La décision de la CAF de déchoir le Sénégal du titre de champion d’Afrique au profit du Maroc repose sur des bases réglementaires précises. Au cœur de cette affaire, l’application des textes règlementant de la Coupe d’Afrique des nations (CAN). Voici ce que disent ces textes.
Une décision fondée sur l’article 84
Dans son communiqué officiel, la CAF est sans équivoque. Le Sénégal est déclaré forfait et la victoire est attribuée au Maroc sur le score de 3-0.
L’instance précise que cette décision est prise « en application de l’article 84 du règlement de la CAN », qui prévoit les sanctions en cas d’infraction grave.
Cet article ne définit pas lui-même la faute, mais fixe clairement la conséquence. Le forfait et l’homologation du match sur un score standard de 3-0.
L’article 82 au cœur de l’infraction
L’article 82 du règlement de la CAF dispose que « Si, pour n’importe quelle raison, une équipe quitte le terrain avant la fin réglementaire du match sans l’autorisation de l’arbitre, elle sera considérée comme perdante et sera définitivement éliminée de la compétition en cours ».
C’est précisément sur cette base que la CAF a tranché.

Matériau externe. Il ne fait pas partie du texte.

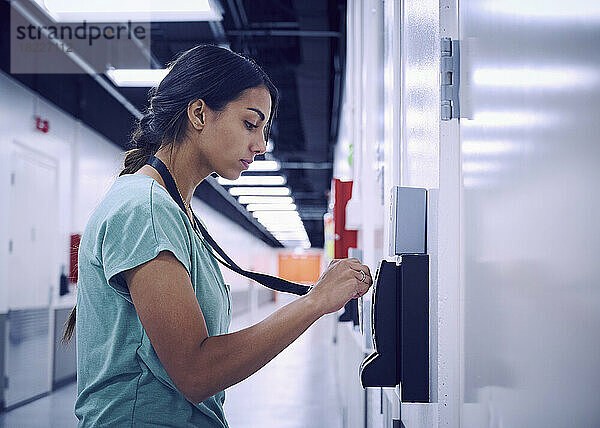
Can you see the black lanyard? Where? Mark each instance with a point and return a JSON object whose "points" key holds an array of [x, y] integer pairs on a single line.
{"points": [[269, 281]]}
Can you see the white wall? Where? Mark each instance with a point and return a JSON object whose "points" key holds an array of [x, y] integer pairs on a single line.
{"points": [[246, 250]]}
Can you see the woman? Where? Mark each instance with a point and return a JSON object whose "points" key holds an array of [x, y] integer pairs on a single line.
{"points": [[152, 309]]}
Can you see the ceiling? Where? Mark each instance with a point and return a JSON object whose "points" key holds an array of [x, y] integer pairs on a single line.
{"points": [[299, 43]]}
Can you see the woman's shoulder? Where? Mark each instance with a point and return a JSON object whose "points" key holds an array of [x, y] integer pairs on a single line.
{"points": [[139, 189]]}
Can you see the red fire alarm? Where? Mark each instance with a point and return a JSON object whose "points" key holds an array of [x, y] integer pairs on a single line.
{"points": [[41, 124]]}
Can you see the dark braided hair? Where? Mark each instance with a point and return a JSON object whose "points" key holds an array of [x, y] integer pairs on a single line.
{"points": [[211, 73]]}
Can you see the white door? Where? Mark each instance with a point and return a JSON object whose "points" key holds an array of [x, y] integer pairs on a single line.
{"points": [[529, 132], [32, 272]]}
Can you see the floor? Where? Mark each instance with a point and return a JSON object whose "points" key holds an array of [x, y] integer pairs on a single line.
{"points": [[296, 389]]}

Le fait que les joueurs sénégalais aient quitté la pelouse, sur instruction de leur sélectionneur, constitue une infraction majeure au règlement, indépendamment du contexte ou des circonstances du match.
Retour sur les faits à l’origine de la sanction
Le 18 janvier 2026, lors de la finale à Rabat, la tension atteint son paroxysme dans les dernières minutes.
Alors que le score est toujours nul, un penalty est accordé au Maroc pour une faute jugée litigieuse.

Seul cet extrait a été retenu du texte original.